Check out the Markdown tests and Markdown snapshots to see the default functionality.
Simple Example
import { render } from "react-dom";
import { Markdown } from "react-marked-renderer";
const markdown = `# Heading 1
This is some text that will be rendered as a paragraph.
Markdown defaults to the github-flavored markdown.
`;
render(<Markdown markdown={markdown} />, document.getElementById("root"));
Custom Renderers
Since the default renderers add no styles, you can define your own renderers to add styles or additional functionality.

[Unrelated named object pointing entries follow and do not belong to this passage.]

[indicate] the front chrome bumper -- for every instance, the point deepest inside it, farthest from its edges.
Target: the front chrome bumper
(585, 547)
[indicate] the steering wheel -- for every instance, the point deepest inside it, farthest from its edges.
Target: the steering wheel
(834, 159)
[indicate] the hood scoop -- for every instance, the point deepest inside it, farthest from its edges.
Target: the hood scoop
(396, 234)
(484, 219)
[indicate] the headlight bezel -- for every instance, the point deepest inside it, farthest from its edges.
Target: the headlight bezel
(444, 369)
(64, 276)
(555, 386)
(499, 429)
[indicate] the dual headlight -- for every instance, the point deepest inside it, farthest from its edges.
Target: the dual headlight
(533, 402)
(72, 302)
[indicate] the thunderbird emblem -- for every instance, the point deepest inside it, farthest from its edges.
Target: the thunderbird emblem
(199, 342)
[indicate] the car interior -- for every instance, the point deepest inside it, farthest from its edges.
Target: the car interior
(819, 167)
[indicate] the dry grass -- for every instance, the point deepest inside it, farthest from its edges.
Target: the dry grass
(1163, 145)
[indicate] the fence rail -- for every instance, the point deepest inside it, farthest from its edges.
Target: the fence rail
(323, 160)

import { useState } from "react";
import { render } from "react-dom";
import {
DEFAULT_MARKDOWN_RENDERERS,
ListRenderer,
Markdown,
Renderers,
getTokensText,
} from "react-marked-renderer";
import { BrowserRouter as Router, Link } from "react-router-dom";
const renderers: Renderers = {
...DEFAULT_MARKDOWN_RENDERERS,
link: function CustomLink({ href, title, children }) {
// make links use html5 history and not cause reloads
return (
<Link to={href} title={title}>
{children}
</Link>
);
},
blockquote: function Blockquote({ children }) {
return <blockquote className="custom">{children}</blockquote>;
},
task: function Task({ defaultChecked, tokens, children }) {
// hooks can be used in these renderers
const id = useSluggedId(`${getTokensText(tokens)}-task`);
const [checked, setChecked] = useState(defaultChecked);
return (
<li className="task-item">
<input
id={id}
checked={checked}
onChange={(event) => setChecked(event.currentTarget.checked)}
/>
<label htmlFor={d}>{children}</label>
</li>
);
},
list: function List(props) {
// can get the current renderers as well
const renderers = useRenderers();
const { listitem: ListItem } = renderers;
const item = <ListItem>Content</ListItem>;
// or just return the default renderer
return <ListRenderer {...props} />;
},
};
render(
<Router>
<Markdown markdown={markdown} renderers={renderers} />
</Router>,
document.getElementById("root")
);
PrismJS Code Highlighting (Browser)
To be able to highlight code in the browser, provide a highlightElement
function that will modify a <code>
element to be highlighted:
import { render } from "react-dom";
import {
DEFAULT_MARKDOWN_RENDERERS,
Markdown,
Renderers,
} from "react-marked-renderer";
import Prism from "prismjs";
// import prism theme/components or use `babel-plugin-prismjs`
const renderers: Renderers = {
...DEFAULT_MARKDOWN_RENDERERS,
codespan: function CodeSpan({ children }) {
// just so it gets some prism styling
return <code className="language-none">{children}</code>;
},
};
render(
<Markdown
markdown={markdown}
renderers={renderers}
highlightElement={Prism.highlightElement}
/>,
document.getElementById("root")
);
PrismJS Code Highlighting (Node and Browser)
If you want to highlight code in a node environment or allow the code to be
highlighted for SSR and in the browser, provide a highlightCode
function:
import { render } from "react-dom";
import {
DEFAULT_MARKDOWN_RENDERERS,
DangerouslyHighlight,
GetCodeLanguage,
Markdown,
Renderers,
} from "react-marked-renderer";
import Prism from "prismjs";
const renderers: Renderers = {
...DEFAULT_MARKDOWN_RENDERERS,
codespan: function CodeSpan({ children }) {
// just so it gets some prism styling
return <code className="language-none">{children}</code>;
},
};
const getLanguage: GetCodeLanguage = (lang, _rawCode) => {
// allow aliases
lang = lang === "sh" ? "shell" : lang;
// if the Prism doesn't support the language, default to nothing instead
// of crashing
if (!Prism.languages[lang]) {
return "none";
}
return lang;
};
const highlightCode: DangerouslyHighlightCode = (code, lang) =>
Prism.highlight(code, Prism.languages[lang], lang);
render(
<Markdown
markdown={markdown}
renderers={renderers}
getLanguage={getLanguage}
highlightCode={highlightCode}
/>,
document.getElementById("root")
);
What's the use-case?
This library mostly came up since I like to write documentation sites in markdown, but also apply custom styles as well as linking to other documentation pages using html5 history (no full page reloads).